I would like to see more studies looking at the mechanical effects of massage on wrinkle formation and parameters around photo aging, before just assuming that this one small study published in 2017 proved massage makes things better.
But, like I said, anything that’s relaxing is going to benefit not only your skin, your quality of sleep, but your total overall body health. That’s really important and if you do clench your muscles, I think this can help you just relax the face.
In regard to the chiseling aspect, I’m suspicious.
If you do have swelling, this will help in pushing the fluid out of the skin or out of the tissue. That makes sense that it actively reduces puffiness.
I think it’s better to be mindful of your salt intake, try and sleep with the head a little elevated to promote drainage of fluid out of the skin back to the heart.

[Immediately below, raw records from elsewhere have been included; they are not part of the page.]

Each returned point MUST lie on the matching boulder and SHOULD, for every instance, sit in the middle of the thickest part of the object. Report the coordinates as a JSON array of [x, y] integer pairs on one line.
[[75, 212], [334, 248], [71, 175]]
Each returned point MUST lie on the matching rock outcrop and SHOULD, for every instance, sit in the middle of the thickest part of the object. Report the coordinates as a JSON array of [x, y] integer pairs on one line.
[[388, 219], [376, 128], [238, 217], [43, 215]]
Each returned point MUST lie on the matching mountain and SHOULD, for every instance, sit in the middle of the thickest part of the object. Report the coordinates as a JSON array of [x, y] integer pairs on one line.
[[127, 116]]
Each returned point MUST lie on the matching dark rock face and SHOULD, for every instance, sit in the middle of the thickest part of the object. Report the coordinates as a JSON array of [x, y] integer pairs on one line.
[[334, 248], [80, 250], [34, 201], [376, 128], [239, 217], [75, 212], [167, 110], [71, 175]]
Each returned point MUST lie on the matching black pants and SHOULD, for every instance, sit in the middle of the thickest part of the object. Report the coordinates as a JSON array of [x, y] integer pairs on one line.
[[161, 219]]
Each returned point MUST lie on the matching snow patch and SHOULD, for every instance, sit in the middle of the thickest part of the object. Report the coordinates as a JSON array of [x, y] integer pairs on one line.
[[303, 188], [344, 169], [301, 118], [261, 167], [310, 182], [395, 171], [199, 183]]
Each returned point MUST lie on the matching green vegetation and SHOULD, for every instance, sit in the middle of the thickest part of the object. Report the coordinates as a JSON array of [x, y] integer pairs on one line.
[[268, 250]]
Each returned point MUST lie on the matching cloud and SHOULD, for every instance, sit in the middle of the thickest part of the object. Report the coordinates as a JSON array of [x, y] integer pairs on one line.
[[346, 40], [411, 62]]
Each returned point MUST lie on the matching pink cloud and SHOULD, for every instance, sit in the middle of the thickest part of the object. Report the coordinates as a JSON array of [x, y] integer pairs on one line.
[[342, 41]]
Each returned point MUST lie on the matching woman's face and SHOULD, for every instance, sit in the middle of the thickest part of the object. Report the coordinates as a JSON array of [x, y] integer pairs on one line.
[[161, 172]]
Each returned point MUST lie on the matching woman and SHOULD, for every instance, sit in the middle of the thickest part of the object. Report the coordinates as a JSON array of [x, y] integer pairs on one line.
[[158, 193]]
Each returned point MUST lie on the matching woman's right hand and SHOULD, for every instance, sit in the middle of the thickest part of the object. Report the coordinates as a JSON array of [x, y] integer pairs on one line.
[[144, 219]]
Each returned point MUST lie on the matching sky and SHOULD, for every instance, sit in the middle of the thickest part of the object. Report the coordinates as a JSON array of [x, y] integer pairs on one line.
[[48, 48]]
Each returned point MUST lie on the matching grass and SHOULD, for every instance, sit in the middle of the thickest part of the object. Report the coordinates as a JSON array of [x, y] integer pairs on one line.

But don’t expect miracles with something like this.
Is Gua Sha Safe?
I do think that this is overall safe.
Who should not do gua sha?
People who are on blood thinners and bruise easily. I would say you don’t want to do something like this because it can result in bruising.
The women in the study were a more senior age. That is an age group where your skin is a lot more vulnerable to bruising because of age-related loss of the structural support in the deeper layers.
If you are of that age group and you are on a blood thinner, including aspirin, be very careful. I would caution you against this.
I would also caution you against this if you have rosacea, because anything that stimulates blood flow to the skin of the face can precipitate a flare of rosacea.
If you have any kind of active skin problem, skin rash, acne breakout, I would avoid this as well, because that rubbing on the skin could actually cause some irritation that ultimately would worsen certain skin conditions.
I believe that the tools come with instructions on how to clean them.
That would be another thing that I would advise. Make sure that you clean it regularly, because your dead skin cells are going to slough off on there and if you’re rubbing this over skin care products, they are going to accumulate on there.
You don’t want to then put that back on your skin. Eventually it might create some kind of a film of bacteria that would aggravate things like acne. So just make sure you keep it clean.
We’ve talked a lot about using it on the face, but you also can use it to the arms. If you have saggy skin around the arms, wrinkles, crepey skin, it may help in just smoothing things out.
But, it’s hard to say!
It would be nice if we had an actual study on that, rather than just assuming that maybe it will work.
As far as chiseling your face, that claim makes some sense. You’re pushing fluid out of the tissue, but it’s not actually changing your anatomy or facial structure and it’s not actively tightening saggy skin.
So if you are somebody who has age related loss of volume and facial sagging, this is not going to lift things up.
So set your expectations.
You may appreciate just a little bit more of a radiant glow, simply perhaps from the increased blood flow.
I don’t think it’s a harmful thing to do whatsoever.